Hello everybody. I hope all of your little ones are good. I wasn't sure where to post this question so I hope this is a good place. My nephew has started biting people. :( I believe he's almost two. We think he's doing it because he hasn't started talking yet and he doesn't understand how to communicate what he wants. So he gets upset and then bites. :( I only have one child and she doesn't bite, and for my sister-in-law this is her first child that has gone through this phase. We are not sure how to handle it or how to get him to stop. I told her what I did when my daughter would bite while nursing and she's going to try that. We were just wondering what others have done and what did or didn't work. FYI: this is what I did with the biting while nursing....When my daughter would bite I would just make her unlatch and tell her no biting. I would then make her wait a little before letting her nurse more. I wouldn't jump or let her know that it hurt by reacting to what she did. (it hurt though haha) She lost intrest in biting because she wasn't getting any reaction I think. Any help or advice that you have would be a huge help. :) Neither one of us agree witht he old teaching of biting the child back, and we don't want to spank or smack the child either. My sister-in-law was thinking that maybe she could tell him not to bite and then put him in timeout or something. The other child that he's biting is his almost 3 year old sister, so her not reacting to being bit is out of the question. You can't really tell a 3 year old not to cry when bit. Thanks again. :)
I'm with you on not biting back or using other forms of physical punishment. While biting hasn't been a big issue for us (thankfully), we did have a phase where hitting was a bit of a problem. I would agree that it's the age and probably a lot of frustration factors in (not being able to express yourself must be miserable, right?).
My son is 2.5 now and does time outs on his own for behaviors that call for them, but at your nephew's age we did a bit of a modified time out.

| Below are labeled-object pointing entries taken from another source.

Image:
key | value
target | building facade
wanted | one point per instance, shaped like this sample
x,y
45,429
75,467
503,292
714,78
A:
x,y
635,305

From what I've read in books and articles there seems to be a consensus that kids aren't ready to sit on their own until at least 2 y/o. So what we did at that time was to sit with our son in the designated time out area. We wouldn't talk to him or make eye contact - basically we sat him on our lap so he faced away from us, set the timer for a minute (using the min/age guideline) and sat until the timer went off. If he struggled or tried to fight us we would just firmly (not enough to hurt, of course) hold him on our lap, continuing to "ignore" him until the timer went off. Then when the timer went off we'd turn him around, make eye contact and remind him (briefly and firmly) why he got the time out and why he shouldn't do the behavior again. "We do not bite. That isn't nice and it hurts. Do not bite." Then we'd give hugs, tell him we love him and send him on his way. This method really seemed to work for us. After a couple of time outs for the behavior the hitting really decreased.
Just for a bit of background, we do employ the "1-2-3 Magic" method of counting for behaviors that aren't physical like this (like if he's just not listening or is whining or something like that - something that's just annoying, but isn't harmful), but behaviors like biting, hitting, kicking, throwing toys, etc - things that could cause immediate harm - get an automatic time out. Like I said, at this point our son is up to two minutes and does the time outs on his own, but when he was younger than two we did that modified time out. Could be worth trying. :)
Regardless, I think it's a pretty common phase and hopefully as his language skills continue to improve he'll grow out of it quickly! Good luck!
Thank you so much for the advice. :) I didn't even think of sitting down with the child so they learned what a time out was for. That does make sense though. How are they going to understand and know that they did something wrong unless you teach them. Like everything else they learn. :) Thank you so much again.